APA Format. 2-3 Paragraphs; Site all sources and data

The concepts of the Law of One Price and the Theory of Purchasing Power Parity.  In brief these tell us that in the absence of trade barriers, the same product should cost the same in all countries (the Law of One Price).  However, there are transactions costs and not all products can be traded internationally.  And these make the Law of One Price less useful in practice than it is in theory – at least for many products.

The Theory of Purchasing Power Parity, on the other hand, doesn’t have the limitations that the Law of One Price does.  Purchasing Power Parity tells us that the same product should take the same amount of purchasing power to buy regardless of the country and currency involved.  This approach is useful for international comparisons of numerous economic variables.

This week we are going to use it to look at currency exchange rates again.  Think back to the currency you compared to the US Dollar earlier in the course.  Now we are going to ask the question is that currency over valued or under valued?

That is actually a rather challenging question to answer.  But the Economist has provided us with a rather interesting and quick way of reaching a surprisingly accurate answer to that question.  The method is the Big Mac Index.

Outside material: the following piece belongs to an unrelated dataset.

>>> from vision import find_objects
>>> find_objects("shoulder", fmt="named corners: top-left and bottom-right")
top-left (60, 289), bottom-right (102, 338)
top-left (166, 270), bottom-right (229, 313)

Below you will find an informative video, an more recent article with Big Mac Index values and link to an interact currency comparison tool.  The last two are from the Economist.
https://youtu.be/PNAr_4WXYtI

Read the 2014 Big Mac Index article:  Attached in uploads

You will probably also want to use the interactive comparison tool:  Global Exchange Rates, To Go (https://www.economist.com/news/2020/01/15/the-big-mac-index)

Is the currency of the country you studied previously over valued or under valued relative to the US Dollar?  What does your finding suggest for the future behavior of your selected currency:  is it likely to appreciate or depreciate?